Failure of the government
The Coalition government has failed to understand the fundamental problems that plague our skill formation system.
They have withdrawn funding and support from vocational education and training.
Since coming to office the Liberals and Nationals have cut over $3 billion in funding for skills and TAFE – including a cut of $637 million in the last Budget.
Their Skilling Australians Fund is a proposal that relies entirely on insecure funding generated by visa fees for foreign workers.
If the number of temporary work visas goes down, the funding for skills and TAFE will drop.
Research released by the Australian Population Research Institute earlier this month predicts that due to immigration policy changes, there will be a dramatic drop in the number of skilled migration visas.
Not surprisingly, independent analysts have identified that the Skilling Australians funding model is inherently flawed.
The Coalition is promising it will deliver 300,000 additional apprenticeships over the next four years.
That would require 30 per cent of all new jobs, up to the year 2020, going to apprentices and trainees — even though they currently occupy just 2.2 per cent of jobs.
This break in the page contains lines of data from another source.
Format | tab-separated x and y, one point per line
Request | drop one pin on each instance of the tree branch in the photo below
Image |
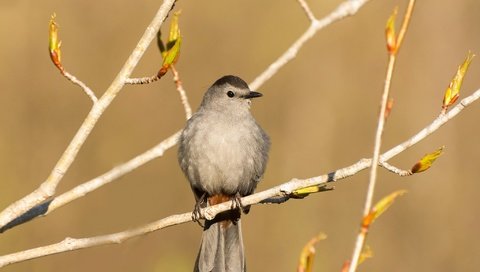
284	189
31	206
345	9
48	187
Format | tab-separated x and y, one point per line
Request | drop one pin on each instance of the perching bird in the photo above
223	153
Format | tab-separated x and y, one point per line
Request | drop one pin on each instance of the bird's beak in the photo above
252	95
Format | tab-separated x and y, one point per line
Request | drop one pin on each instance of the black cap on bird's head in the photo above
236	82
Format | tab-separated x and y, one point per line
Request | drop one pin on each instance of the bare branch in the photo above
307	10
361	237
89	186
278	191
345	9
48	187
82	85
142	80
395	170
183	94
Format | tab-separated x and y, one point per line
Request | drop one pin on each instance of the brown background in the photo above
319	110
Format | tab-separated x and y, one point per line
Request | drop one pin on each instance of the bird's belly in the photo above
224	163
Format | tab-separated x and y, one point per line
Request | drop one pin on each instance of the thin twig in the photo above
48	187
361	237
307	10
280	190
404	27
395	170
182	92
141	80
82	85
345	9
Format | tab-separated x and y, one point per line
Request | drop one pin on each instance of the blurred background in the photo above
320	111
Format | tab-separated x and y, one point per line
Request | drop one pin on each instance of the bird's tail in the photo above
222	247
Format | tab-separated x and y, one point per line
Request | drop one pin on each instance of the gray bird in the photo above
223	153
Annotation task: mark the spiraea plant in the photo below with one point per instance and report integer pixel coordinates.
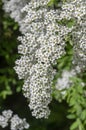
(16, 123)
(45, 26)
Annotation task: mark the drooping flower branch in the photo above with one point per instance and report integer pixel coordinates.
(16, 123)
(43, 42)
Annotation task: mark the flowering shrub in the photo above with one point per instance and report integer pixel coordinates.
(51, 33)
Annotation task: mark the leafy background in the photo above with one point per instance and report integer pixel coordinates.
(11, 96)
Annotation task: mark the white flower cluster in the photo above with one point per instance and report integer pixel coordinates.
(40, 48)
(13, 7)
(43, 43)
(15, 122)
(65, 81)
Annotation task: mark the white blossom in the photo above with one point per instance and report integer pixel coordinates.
(16, 123)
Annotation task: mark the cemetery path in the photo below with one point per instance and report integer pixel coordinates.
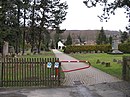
(88, 76)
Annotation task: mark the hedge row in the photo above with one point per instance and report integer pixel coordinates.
(88, 48)
(125, 48)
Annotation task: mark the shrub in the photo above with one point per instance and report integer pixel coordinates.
(124, 47)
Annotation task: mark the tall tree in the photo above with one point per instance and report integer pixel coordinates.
(69, 40)
(101, 39)
(124, 36)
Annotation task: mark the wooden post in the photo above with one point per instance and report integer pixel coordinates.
(124, 68)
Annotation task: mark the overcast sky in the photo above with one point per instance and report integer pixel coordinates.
(79, 17)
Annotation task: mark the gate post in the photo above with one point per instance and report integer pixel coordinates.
(124, 67)
(59, 73)
(1, 71)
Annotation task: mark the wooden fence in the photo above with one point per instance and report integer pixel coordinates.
(126, 68)
(22, 72)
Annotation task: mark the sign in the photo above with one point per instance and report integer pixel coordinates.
(49, 64)
(56, 65)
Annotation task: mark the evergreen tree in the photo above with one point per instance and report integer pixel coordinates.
(124, 36)
(69, 40)
(110, 40)
(101, 39)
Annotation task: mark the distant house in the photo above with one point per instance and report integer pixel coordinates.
(60, 45)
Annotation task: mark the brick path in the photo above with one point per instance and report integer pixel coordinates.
(88, 76)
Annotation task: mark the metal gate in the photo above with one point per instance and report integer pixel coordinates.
(22, 72)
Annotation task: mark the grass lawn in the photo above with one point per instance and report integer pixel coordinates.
(44, 54)
(115, 69)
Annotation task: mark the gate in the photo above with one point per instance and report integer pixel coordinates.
(22, 72)
(126, 68)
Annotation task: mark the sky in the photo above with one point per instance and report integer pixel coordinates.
(79, 17)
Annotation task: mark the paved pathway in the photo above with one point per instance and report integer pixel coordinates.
(88, 76)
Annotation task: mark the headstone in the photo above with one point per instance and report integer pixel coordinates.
(114, 60)
(5, 48)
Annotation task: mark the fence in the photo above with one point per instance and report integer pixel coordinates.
(126, 68)
(20, 72)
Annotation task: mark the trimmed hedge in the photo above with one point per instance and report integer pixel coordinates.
(88, 48)
(125, 47)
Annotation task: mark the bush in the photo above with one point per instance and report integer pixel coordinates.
(124, 47)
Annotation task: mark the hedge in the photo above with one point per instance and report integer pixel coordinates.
(125, 48)
(88, 48)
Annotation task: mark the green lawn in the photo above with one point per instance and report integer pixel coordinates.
(44, 54)
(115, 69)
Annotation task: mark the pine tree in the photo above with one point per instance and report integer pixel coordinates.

If the government pursues that target within that timeframe, with this farcical funding regime - quality will suffer. The last thing we need is a return to ‘burger flipper’ traineeships that were simply wage subsidies for low paid jobs.
Labor’s Plan
We need to move beyond a skills culture where industry complains and governments react.
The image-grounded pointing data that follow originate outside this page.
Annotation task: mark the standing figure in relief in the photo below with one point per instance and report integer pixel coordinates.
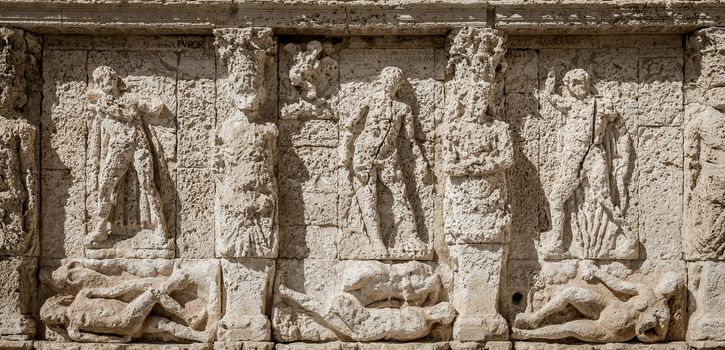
(607, 319)
(592, 174)
(370, 150)
(18, 183)
(246, 191)
(125, 144)
(705, 155)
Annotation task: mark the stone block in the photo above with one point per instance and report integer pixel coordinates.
(18, 293)
(660, 191)
(247, 289)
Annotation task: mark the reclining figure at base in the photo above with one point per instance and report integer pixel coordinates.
(645, 315)
(122, 313)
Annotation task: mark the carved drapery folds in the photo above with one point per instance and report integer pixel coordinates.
(477, 151)
(125, 152)
(246, 202)
(246, 193)
(589, 198)
(250, 187)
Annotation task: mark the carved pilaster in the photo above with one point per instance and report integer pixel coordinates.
(477, 151)
(246, 202)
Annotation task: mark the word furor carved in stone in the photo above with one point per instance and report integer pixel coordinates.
(373, 177)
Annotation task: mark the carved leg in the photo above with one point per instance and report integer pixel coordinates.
(150, 201)
(567, 181)
(327, 315)
(407, 242)
(113, 168)
(584, 330)
(367, 200)
(137, 311)
(590, 304)
(173, 307)
(156, 324)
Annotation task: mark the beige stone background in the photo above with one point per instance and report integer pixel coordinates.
(643, 74)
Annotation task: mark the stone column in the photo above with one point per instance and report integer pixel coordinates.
(246, 221)
(704, 219)
(18, 184)
(477, 151)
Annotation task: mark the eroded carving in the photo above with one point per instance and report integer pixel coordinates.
(246, 192)
(370, 153)
(128, 153)
(311, 78)
(477, 147)
(18, 157)
(704, 138)
(379, 302)
(590, 192)
(605, 318)
(117, 301)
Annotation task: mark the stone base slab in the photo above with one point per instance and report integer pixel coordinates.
(611, 346)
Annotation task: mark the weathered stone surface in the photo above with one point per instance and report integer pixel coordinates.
(118, 300)
(18, 294)
(247, 291)
(580, 300)
(246, 202)
(311, 176)
(19, 201)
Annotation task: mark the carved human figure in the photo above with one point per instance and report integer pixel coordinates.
(246, 192)
(705, 161)
(122, 312)
(594, 151)
(382, 285)
(124, 146)
(309, 81)
(370, 150)
(606, 318)
(302, 72)
(18, 182)
(347, 316)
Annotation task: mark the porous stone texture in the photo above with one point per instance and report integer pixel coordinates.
(365, 175)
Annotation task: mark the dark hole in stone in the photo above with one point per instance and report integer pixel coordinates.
(516, 298)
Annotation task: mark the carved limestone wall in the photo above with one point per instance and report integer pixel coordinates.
(395, 178)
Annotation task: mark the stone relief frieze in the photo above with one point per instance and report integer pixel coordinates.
(371, 301)
(604, 317)
(246, 191)
(256, 189)
(127, 150)
(590, 192)
(19, 202)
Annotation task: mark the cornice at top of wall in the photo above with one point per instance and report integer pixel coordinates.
(361, 17)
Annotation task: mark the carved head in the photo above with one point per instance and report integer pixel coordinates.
(106, 79)
(249, 84)
(54, 311)
(577, 82)
(670, 284)
(12, 75)
(246, 52)
(391, 78)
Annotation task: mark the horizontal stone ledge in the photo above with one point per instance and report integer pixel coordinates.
(453, 345)
(360, 17)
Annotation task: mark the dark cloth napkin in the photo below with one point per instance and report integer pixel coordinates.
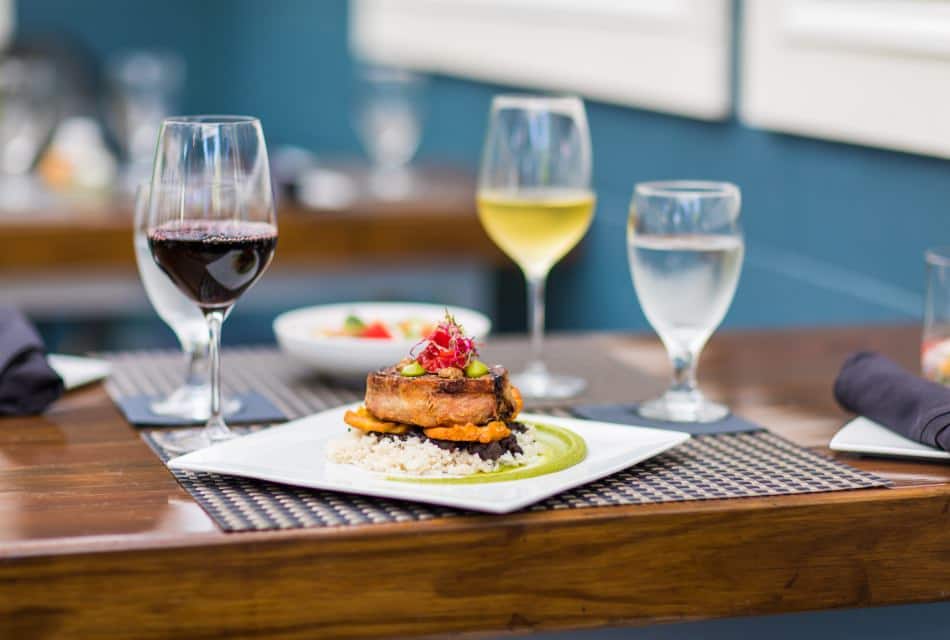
(27, 383)
(627, 414)
(878, 388)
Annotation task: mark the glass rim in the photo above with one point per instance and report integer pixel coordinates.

It benefits no one – not the young people trying to break into the labour market, the adults needing to gain more and new skills – or the businesses that seek creative, knowledgeable and skilled workers to realise innovation and enhance productivity.
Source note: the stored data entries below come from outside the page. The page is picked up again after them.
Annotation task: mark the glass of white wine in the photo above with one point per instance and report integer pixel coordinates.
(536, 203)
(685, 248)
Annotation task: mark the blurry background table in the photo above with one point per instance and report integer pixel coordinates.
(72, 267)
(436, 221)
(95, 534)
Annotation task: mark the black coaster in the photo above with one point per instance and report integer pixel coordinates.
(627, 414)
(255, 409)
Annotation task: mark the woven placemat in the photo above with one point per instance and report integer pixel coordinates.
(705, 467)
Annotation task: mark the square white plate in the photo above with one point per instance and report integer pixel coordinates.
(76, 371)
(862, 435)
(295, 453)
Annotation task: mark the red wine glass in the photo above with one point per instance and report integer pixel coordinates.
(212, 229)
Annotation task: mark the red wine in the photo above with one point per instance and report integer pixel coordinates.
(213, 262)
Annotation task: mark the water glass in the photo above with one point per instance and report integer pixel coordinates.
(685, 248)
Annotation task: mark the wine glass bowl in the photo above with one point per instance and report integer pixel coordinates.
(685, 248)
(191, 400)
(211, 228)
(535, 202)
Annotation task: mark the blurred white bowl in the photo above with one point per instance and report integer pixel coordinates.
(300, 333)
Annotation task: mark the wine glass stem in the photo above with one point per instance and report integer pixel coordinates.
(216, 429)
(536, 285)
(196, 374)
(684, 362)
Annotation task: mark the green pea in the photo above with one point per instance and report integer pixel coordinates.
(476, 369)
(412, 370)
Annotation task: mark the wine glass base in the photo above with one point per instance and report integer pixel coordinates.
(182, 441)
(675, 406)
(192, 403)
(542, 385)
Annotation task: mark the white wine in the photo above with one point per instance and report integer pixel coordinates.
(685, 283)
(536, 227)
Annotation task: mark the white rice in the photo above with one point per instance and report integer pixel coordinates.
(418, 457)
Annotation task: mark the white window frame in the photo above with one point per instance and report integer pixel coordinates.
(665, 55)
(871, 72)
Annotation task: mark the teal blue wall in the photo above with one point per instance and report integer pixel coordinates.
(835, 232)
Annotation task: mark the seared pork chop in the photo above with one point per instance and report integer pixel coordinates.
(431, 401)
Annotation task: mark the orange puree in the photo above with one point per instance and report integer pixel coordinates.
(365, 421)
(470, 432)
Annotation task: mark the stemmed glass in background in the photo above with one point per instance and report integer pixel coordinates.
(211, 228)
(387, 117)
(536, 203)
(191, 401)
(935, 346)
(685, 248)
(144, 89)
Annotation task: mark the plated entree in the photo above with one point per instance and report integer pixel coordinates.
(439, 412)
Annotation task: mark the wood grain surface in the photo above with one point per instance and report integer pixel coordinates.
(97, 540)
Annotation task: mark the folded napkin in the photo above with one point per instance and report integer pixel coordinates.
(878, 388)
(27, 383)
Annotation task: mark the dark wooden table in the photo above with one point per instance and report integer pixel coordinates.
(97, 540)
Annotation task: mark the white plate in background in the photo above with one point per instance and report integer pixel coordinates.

The issues are complex and multilayered – today I have briefly touched on some and left others for another time – but the problems are surmountable when we tackle them collaboratively and with common purpose.
Labor started that conversation at the National Skills Summit earlier this year with employers, unions, TAFEs and other providers, and experts.
There is cause for optimism – there was great willingness across all the parties present to keep building on the best of what we have in the system - and to learn from the mistakes of the past.
Labor will keep having that conversation.
If we are to be a nation with well-paid secure jobs in the future, we need to be investing in TAFE and skills.
Nationally there was a 30 percent drop in government funded training at TAFE between 2013 and 2016.
We are in serious danger of losing the institutional capacity to deliver skills if we don’t sustain our TAFE network.
We must ensure that only Registered Training Organisations that meet the highest standards and deliver the best outcomes are supported by government funding and the rent seekers and rorters that bring the private training sector into disrepute are weeded out.
Labor has announced that we will secure funding for vocational education and training in the Budget and ensure that at least two thirds of it will go to the most trusted VET provider in the country - and that is TAFE.
The remaining one third of funding will be open to only the very best not for profit training providers and quality private RTOs.
Under Labor the days of the vocational education and training gravy train will end.
Labor will return the $637 million to VET that was stripped out of the last budget and we will guarantee that level of funding with the states.
TAFE and its people
In conclusion I would like to take a moment to pay tribute to the people who make up the TAFE Network – the dedicated educators, teachers and directors.
Their professionalism - their capacity and willingness to collaborate and innovate - will continue to help students and learners navigate through the challenges that lay ahead. Just as they have always done.
They deserve our great thanks for enriching the lives of so many Australians.
Without the TAFE Network, Australia would be less competitive, less skilled and less innovative.
Labor recognises this and we will ensure TAFE continues its tremendous contribution to this great country.